Mark Kresowik, eastern region deputy director of the Sierra Club's Beyond Coal Campaign, said he expects prices to remain stable, based on market fundamentals. He told Bloomberg BNA that the run-up in prices last year was partly due to “speculation” about the impact of the Environmental Protection Agency's Clean Power Plan, which set the first carbon dioxide emissions limits for the power sector, on RGGI prices.

In addition, he said there was a “manipulation of the market” in 2015 to trigger release of additional allowances from the cost containment reserve.

He said the market is now more in line with fundamentals like the low cost of wind, solar, energy efficiency and natural gas. “I wouldn’t expect to see an increase in price given the lower cost of cleaner alternatives,” Kresowik said.

The cost containment reserve is a cost-control mechanism that releases additional allowances for sale when prices hit a certain point. It was triggered in September, when prices hit $6 each (176 ECR, 9/11/15).

Rise of 5 Percent to 10 Percent

William M. Shobe, director of the Center for Economic & Policy Studies at the University of Virginia, said allowance prices will probably increase on the order of 5 percent to 10 percent per year, unless there are unexpected changes in gas prices, additional nuclear plant closings or changes in the RGGI emissions cap.

“Given the modest anticipated growth in prices, it will be at least two to four years before the market approaches a level that would result in another release from the allowance reserve,” Shobe told Bloomberg BNA in an e-mail, referring to the cost containment reserve.

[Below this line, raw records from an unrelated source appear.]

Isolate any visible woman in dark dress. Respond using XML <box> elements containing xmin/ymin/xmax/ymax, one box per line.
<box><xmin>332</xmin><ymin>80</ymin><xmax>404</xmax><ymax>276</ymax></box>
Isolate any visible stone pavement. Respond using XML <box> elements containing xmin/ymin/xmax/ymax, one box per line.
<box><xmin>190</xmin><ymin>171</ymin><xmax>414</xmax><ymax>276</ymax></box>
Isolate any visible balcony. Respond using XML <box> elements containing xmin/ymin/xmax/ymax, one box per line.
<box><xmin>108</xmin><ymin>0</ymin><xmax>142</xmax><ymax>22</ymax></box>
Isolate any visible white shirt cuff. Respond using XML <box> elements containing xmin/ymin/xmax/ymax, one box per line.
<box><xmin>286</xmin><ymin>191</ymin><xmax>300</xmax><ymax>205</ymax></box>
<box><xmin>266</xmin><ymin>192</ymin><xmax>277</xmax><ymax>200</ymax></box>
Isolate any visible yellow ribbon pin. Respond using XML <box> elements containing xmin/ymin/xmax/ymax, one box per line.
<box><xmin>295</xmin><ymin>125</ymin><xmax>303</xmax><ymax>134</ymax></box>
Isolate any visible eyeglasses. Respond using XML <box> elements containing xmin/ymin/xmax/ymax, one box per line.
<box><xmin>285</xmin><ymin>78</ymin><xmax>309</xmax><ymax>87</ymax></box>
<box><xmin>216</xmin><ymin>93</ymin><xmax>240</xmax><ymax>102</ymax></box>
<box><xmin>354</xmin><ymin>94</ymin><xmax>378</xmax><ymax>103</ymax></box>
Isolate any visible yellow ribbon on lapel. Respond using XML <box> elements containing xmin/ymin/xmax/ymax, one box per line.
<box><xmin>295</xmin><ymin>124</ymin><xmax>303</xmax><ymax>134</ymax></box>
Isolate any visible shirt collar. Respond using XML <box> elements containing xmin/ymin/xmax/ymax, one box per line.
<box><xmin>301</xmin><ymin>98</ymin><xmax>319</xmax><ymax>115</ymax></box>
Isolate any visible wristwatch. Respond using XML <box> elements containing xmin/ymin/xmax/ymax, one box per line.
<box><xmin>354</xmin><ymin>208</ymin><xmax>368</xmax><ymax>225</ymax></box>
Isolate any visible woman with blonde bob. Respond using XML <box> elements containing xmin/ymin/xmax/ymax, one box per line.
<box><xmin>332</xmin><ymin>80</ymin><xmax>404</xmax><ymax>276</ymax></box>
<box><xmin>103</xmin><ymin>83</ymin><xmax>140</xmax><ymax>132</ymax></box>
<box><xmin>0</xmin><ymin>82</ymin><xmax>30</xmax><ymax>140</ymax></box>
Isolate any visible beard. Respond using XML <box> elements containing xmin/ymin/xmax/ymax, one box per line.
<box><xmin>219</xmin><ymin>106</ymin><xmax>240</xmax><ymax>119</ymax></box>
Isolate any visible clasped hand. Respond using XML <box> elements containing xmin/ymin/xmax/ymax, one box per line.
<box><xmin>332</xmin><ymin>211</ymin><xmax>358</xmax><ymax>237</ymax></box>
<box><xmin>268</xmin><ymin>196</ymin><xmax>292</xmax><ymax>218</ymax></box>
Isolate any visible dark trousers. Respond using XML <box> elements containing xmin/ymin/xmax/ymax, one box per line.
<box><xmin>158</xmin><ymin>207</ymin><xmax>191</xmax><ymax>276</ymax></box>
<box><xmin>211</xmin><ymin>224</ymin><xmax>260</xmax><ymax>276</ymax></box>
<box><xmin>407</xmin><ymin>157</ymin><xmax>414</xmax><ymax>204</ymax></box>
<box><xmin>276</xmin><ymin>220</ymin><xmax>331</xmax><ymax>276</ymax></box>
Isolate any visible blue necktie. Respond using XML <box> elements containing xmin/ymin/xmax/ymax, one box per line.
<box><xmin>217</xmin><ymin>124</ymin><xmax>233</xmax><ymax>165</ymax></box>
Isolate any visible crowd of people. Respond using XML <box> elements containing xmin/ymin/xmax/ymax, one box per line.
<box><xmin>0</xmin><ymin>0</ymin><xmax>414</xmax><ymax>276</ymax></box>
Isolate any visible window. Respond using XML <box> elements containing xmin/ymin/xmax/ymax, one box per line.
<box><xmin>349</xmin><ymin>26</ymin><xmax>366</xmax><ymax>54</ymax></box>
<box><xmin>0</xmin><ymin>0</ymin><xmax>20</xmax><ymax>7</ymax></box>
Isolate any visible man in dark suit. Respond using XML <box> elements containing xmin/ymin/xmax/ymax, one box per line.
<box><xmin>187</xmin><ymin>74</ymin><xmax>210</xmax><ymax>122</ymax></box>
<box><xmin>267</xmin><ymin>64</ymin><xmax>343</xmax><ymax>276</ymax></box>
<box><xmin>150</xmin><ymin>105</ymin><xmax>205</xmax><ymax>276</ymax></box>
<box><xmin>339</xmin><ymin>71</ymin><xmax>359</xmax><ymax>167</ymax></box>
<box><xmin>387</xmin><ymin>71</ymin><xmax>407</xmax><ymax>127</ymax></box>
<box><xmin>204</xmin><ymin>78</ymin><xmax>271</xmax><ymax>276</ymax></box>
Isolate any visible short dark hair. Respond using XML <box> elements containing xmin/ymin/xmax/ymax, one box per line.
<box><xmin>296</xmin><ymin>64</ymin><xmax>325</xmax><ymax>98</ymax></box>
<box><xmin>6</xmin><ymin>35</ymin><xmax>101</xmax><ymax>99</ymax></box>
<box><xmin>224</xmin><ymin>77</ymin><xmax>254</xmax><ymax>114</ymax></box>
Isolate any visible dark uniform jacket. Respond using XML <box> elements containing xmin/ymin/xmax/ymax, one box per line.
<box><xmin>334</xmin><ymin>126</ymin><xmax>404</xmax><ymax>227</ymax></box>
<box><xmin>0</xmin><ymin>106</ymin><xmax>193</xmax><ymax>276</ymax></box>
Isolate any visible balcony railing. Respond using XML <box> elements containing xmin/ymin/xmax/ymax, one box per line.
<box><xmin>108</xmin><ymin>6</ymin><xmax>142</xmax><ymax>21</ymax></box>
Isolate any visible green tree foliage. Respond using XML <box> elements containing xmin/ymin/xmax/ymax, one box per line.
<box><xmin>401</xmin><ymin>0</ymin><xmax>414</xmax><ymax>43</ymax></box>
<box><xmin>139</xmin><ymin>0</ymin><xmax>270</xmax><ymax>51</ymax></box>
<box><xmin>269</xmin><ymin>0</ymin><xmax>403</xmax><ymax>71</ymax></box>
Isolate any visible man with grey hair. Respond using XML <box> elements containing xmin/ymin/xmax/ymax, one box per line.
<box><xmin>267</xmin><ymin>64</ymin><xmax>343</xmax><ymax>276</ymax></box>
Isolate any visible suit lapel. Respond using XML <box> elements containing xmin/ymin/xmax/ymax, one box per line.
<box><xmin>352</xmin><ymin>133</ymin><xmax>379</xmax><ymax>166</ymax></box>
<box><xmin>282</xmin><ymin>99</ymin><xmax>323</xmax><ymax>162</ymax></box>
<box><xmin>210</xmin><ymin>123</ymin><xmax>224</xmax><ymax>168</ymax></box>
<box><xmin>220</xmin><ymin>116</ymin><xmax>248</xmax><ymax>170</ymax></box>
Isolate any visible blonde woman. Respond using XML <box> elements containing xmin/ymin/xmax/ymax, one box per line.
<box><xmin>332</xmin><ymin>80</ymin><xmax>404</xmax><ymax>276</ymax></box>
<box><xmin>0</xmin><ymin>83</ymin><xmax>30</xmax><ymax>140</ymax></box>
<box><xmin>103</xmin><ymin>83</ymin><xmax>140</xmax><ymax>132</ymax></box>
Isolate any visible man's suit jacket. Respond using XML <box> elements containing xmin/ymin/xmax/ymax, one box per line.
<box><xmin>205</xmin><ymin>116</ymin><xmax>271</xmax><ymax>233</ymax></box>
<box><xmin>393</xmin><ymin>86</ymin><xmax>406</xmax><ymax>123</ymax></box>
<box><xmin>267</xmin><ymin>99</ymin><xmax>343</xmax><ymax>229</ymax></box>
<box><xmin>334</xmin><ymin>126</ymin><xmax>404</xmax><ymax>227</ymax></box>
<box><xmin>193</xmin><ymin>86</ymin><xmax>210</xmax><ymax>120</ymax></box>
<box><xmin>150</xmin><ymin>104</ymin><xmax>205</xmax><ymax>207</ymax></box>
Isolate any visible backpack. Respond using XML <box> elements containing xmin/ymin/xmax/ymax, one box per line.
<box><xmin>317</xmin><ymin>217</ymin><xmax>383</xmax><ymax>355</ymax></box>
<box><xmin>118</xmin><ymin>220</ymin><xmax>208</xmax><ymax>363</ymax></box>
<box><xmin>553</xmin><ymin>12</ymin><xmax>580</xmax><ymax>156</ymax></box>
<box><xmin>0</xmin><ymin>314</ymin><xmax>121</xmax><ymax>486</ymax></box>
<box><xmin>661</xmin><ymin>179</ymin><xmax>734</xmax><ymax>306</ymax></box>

“When the courts rule on the legality of the Clean Power Plan, look for some jump in prices, one way or the other, but not a huge move,” he said. “RGGI has charted its own course, and Clean Power Plan compliance would only require a modest downward adjustment to the cap.”

Heather Leibowitz, director of Environment New York, said she expects RGGI allowance prices to rise over the long run, as the supply—and surplus—of allowances decline. “But the decrease in supply will be steady and predictable, giving utility companies a lot of time to plan, which reduces the risk of price spikes,” she told Bloomberg BNA in an e-mail.